How to do FloatVectorOperations on all channels in a buffer?

Probably something all you smart people know.

I can do this;

FloatVectorOperations::clip (tgBuffer.getWritePointer (0), tgBuffer.getWritePointer (0),
                             -1.0f, 1.0f, numSamples);

However my TGBuffer have 16 channels (unison voices), so I have to do this;

for (int u = 0; u < unisonVoices; u++)
{
   FloatVectorOperations::clip (tgBuffer.getWritePointer (u), tgBuffer.getWritePointer (u),
                                -1.0f, 1.0f, numSamples);
}

It works, but is there a way to do in one swift stroke so it does all the channels? I did look into getArrayOfWritePointers but my knowledge of C++ probably prevents me from figuring that out.

You can simply do that to apply a gain on the whole buffer :

tgBuffer.applyGain (multiplier);

applyGain will call FloatVectorOperations::multiply .
(btw, note that it’s good practice to have variable names begining with a lower-case letter)

Ok that was a very bad example I used. I know about using gain and lower case letters, out of every single one of my variables, that was the only one where I did not use lower case letters.

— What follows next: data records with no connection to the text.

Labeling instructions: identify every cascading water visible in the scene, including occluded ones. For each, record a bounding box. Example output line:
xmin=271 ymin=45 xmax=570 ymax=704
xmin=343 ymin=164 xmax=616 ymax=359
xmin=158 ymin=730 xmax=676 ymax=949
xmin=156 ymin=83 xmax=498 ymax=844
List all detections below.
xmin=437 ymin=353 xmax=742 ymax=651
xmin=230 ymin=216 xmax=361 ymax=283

Anyways I actually need FloatVectorOperations for something different than multiplier, like;

FloatVectorOperations::clip (tgBuffer.getWritePointer (0), tgBuffer.getWritePointer (0),
                             -1.0f, 1.0f, numSamples);

You can write a utility function to do something with each channel like this:

    template <typename Element, typename Callback>
    void forEachChannel (juce::AudioBuffer<Element>& buffer, Callback&& callback)
    {
        std::for_each (buffer.getArrayOfWritePointers(),
                       buffer.getArrayOfWritePointers() + buffer.getNumChannels(),
                       std::forward<Callback> (callback));
    }

Then, you can implement clipping very easily:

    template <typename Element>
    void clip (juce::AudioBuffer<Element>& buffer, Element lo, Element hi)
    {
        forEachChannel (buffer, [lo, hi, num = buffer.getNumSamples()] (Element* channel)
        {
            juce::FloatVectorOperations::clip (channel, channel, lo, hi, num);
        });
    }
1 Like

Thanks for chiming in, however I don’t see how that is any different (advantage) from my for loop in original post, as in;

for (int u = 0; u < unisonVoices; u++)
{
   FloatVectorOperations::clip (tgBuffer.getWritePointer (u), tgBuffer.getWritePointer (u),
                                -1.0f, 1.0f, numSamples);
}

I think the second template Callback should be removed from the clip function :wink:

Well this is a bit more generic and would allow you to pass in multiple types of lambdas for all kind of stuff you want to do on all channels. If this is something you do a few times spread across your code, this could tidy up your code.

The question is: What is your goal in doing it different compared to the loop? Better coding style / better code readability or better performance?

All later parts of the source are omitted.